Previously, our YAML encoder used single quotes to encode scalars that
cannot be expressed as plain scalars. Single-quoted scalars can encode
some values that plain scalars cannot, but fall short of being able to
encode all scalars. This change makes the YAML encoder use
double-quoted scalars instead, which can encode all character values.

Event Timeline

inglorion created this revision.Jun 6 2017, 2:47 PM

The vast majority of changes here are updating tests to expect double quotes instead of single quotes. The actual change to the encoder is in llvm/lib/Support/YAMLTraits.cpp.

Alternative considered: Use single quotes when sufficient, and double quotes only if necessary. This would complicate the encoder somewhat, because there is an additional decision that needs to be made, and possibly some work to be re-done (e.g. if a double quote has already been included in the string). On the plus side, it would not require all the tests to be updated. In the end, I decided that I prefer to have a single quoting style used in every case, rather than using a not fully expressive quoting style in the common case and a different quoting style in rarer cases. The test changes only have to be made once, and are mostly mechanical.

zturner edited edge metadata.Jun 6 2017, 3:06 PM

I know you're working on this because of some issues with a certain PDB symbol. Any chance you could send me the PDB that is triggering the problem?

zturner added inline comments.Jun 7 2017, 3:52 PM
llvm/lib/Support/YAMLTraits.cpp
624

Is there any reason not to use isprint here (the semantics of isprint are slightly different than your if-case, btw)

625–628

You could use Encoded += "\\x" + toHex(StringRef(&C, 1)); here.

630

It looks like the previous code did not escape backslashes. Was this a bug in the previous code? If so we should add a test for it.

inglorion added inline comments.Jun 7 2017, 4:49 PM
llvm/lib/Support/YAMLTraits.cpp
624

Not really. I just don't know off the top of my head if isprint checks the same thing as YAML's "printable character". For characters with code points >=0 and <= 127, it seems like it does. Since I'm not handling Unicode here, I could presumably replace the check here with isprint. Would you like me to do that?

625–628

Will do.

630

The old code didn't escape backslashes, which is actually correct - single quotes in YAML don't support any escape sequences, with the exception of two single quotes to encode a single single quote. Backslashes are used in some of the tests, so we know they are handled correctly both before and after this change, but I'll add an explicit test in YAMLIOTest (where I've already added tests for control characters and characters we expect to appear literally).

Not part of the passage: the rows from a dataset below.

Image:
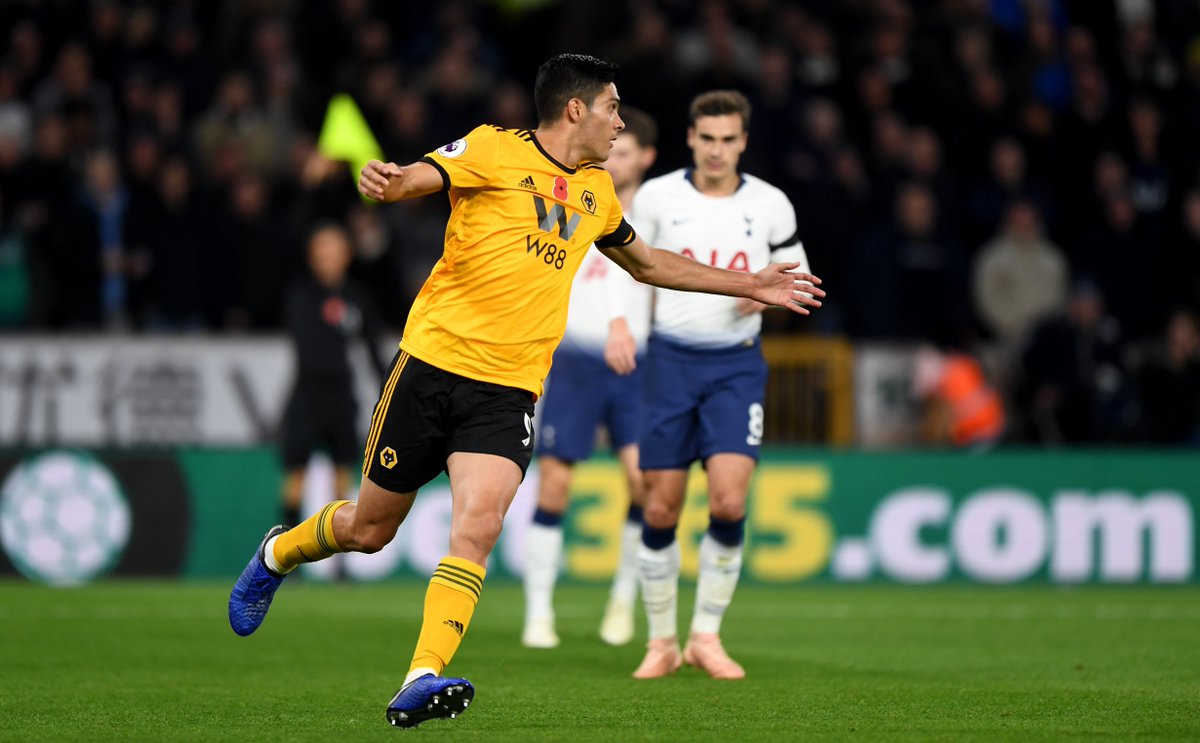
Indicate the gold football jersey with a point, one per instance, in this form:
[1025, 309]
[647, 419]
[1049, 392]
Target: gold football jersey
[495, 306]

inglorion updated this revision to Diff 102077.Jun 9 2017, 2:55 PM
inglorion marked 3 inline comments as done.

Implemented @zturner's suggestions

zturner: Do you have some time to look at this (D33961) and D34013?

This looks ok to me, but +joerg since there was another patch recently related to quoting and escaping of yaml, and he had some thoughts there. So just want to make sure this doesn't run contrary to any of the ideas he expressed in the other revision.

inglorion abandoned this revision.May 30 2019, 1:58 PM

I think r320996 implements this.